Metal-making coal prices reached beyond $300 per tonne after the 2011 Queensland floods when less coal could make it to export but has been steadily falling.
As Queensland returns to form, Mongolia, Mozambique and China have muscled in and brought prices down.
Mr Shaw said it was bad news for not just the mine companies but the state and federal governments.
“Lower coal prices mean lower export receipts, income growth, miner profits and state government royalties although the lower Australian dollar provides a substantial offsetting when US dollars are converted into Australian currency,” he said.
“Lower coal prices also call into question the viability of future coal projects.”
The high cost of mining coal in Queensland is likely due to both high labour costs and the protracted time taken to obtain the necessary environmental approvals. High labour costs are largely unavoidable, but, on the issue of approvals, it appears the new Government is favourably disposed towards new developments, and indeed environmental groups are already agitated, as reported in the Business Spectator on Friday:
As to whether Queensland’s resources sector is under threat from mining in countries such as Mongolia and Mozambique, the great advantage Queensland has is the stability of its rules and regulations and the low risk of the arbitrary expropriation of gains by ruling elites.
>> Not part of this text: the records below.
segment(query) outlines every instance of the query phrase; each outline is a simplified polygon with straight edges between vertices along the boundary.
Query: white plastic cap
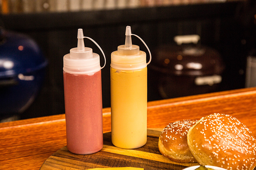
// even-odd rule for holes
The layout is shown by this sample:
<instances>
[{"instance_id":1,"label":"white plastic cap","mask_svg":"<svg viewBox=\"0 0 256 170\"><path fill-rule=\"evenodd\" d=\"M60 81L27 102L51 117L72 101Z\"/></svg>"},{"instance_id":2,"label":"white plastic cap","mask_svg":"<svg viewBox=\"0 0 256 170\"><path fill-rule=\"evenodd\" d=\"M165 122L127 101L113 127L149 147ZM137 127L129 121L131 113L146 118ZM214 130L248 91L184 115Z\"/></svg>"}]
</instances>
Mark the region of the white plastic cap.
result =
<instances>
[{"instance_id":1,"label":"white plastic cap","mask_svg":"<svg viewBox=\"0 0 256 170\"><path fill-rule=\"evenodd\" d=\"M82 29L77 31L77 47L70 50L63 57L63 70L72 74L82 74L97 72L101 69L100 56L92 49L84 47Z\"/></svg>"},{"instance_id":2,"label":"white plastic cap","mask_svg":"<svg viewBox=\"0 0 256 170\"><path fill-rule=\"evenodd\" d=\"M125 45L119 46L117 51L111 54L112 68L118 70L139 70L147 67L146 53L140 51L139 47L132 45L131 27L126 27Z\"/></svg>"}]
</instances>

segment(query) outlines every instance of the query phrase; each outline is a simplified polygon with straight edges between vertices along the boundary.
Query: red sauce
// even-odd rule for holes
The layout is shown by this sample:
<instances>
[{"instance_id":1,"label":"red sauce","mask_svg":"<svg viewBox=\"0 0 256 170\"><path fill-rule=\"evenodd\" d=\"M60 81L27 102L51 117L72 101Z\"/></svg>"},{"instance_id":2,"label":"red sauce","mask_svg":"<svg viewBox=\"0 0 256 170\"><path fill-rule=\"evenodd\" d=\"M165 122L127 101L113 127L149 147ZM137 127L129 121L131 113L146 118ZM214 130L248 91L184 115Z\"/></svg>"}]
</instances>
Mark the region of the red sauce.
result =
<instances>
[{"instance_id":1,"label":"red sauce","mask_svg":"<svg viewBox=\"0 0 256 170\"><path fill-rule=\"evenodd\" d=\"M101 71L75 74L63 71L67 147L89 154L103 146Z\"/></svg>"}]
</instances>

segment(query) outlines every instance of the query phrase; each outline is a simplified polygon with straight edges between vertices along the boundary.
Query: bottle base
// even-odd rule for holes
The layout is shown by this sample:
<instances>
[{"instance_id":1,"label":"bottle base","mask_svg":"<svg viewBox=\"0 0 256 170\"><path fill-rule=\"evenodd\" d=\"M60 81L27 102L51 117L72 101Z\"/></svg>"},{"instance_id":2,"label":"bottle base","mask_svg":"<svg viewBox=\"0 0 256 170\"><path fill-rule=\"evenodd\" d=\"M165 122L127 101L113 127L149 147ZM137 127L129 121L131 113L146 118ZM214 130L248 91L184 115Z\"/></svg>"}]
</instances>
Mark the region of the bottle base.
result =
<instances>
[{"instance_id":1,"label":"bottle base","mask_svg":"<svg viewBox=\"0 0 256 170\"><path fill-rule=\"evenodd\" d=\"M92 153L95 153L97 152L99 152L100 150L101 150L103 148L102 147L100 149L97 149L97 150L95 150L94 151L90 151L89 152L76 152L76 151L71 151L70 150L68 149L68 148L67 148L67 149L70 152L72 152L73 153L74 153L75 154L92 154Z\"/></svg>"},{"instance_id":2,"label":"bottle base","mask_svg":"<svg viewBox=\"0 0 256 170\"><path fill-rule=\"evenodd\" d=\"M115 143L113 143L113 142L112 142L112 143L113 144L115 145L115 147L117 147L118 148L120 148L122 149L137 149L138 148L140 148L141 147L142 147L143 146L145 145L146 143L147 143L147 142L146 141L146 142L145 142L145 143L144 143L142 144L140 144L139 145L136 146L132 146L132 147L130 147L130 146L122 146L119 145L118 144L115 144Z\"/></svg>"}]
</instances>

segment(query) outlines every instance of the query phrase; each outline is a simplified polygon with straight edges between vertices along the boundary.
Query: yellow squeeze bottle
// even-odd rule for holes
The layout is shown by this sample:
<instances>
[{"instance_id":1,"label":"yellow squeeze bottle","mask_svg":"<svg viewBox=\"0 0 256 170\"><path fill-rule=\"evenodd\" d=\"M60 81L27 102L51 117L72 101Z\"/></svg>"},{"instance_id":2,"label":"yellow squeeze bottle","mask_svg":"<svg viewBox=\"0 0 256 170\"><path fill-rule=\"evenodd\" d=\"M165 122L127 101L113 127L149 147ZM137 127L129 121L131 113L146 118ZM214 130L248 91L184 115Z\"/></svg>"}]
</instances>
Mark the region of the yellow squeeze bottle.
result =
<instances>
[{"instance_id":1,"label":"yellow squeeze bottle","mask_svg":"<svg viewBox=\"0 0 256 170\"><path fill-rule=\"evenodd\" d=\"M125 45L111 54L110 91L112 143L124 149L134 149L147 142L147 69L151 54L144 41L126 27ZM138 38L150 56L132 45L131 36Z\"/></svg>"}]
</instances>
In their great new book, Why Nations Fail, Daron Acemoglu and James Robinson argue one of the main explanations for differences in economic performance between rich and poor countries is that poor countries often have ruling elites that extract all they can from the economy with little regard for the rule of law, obviously discouraging investment and effort.
So while I agree with Lachlan that there are definitely risks to the Queensland resources sector, I think its long-term future is secure, largely owing to our stable political and legal environment, at least compared with many other resource-rich regions.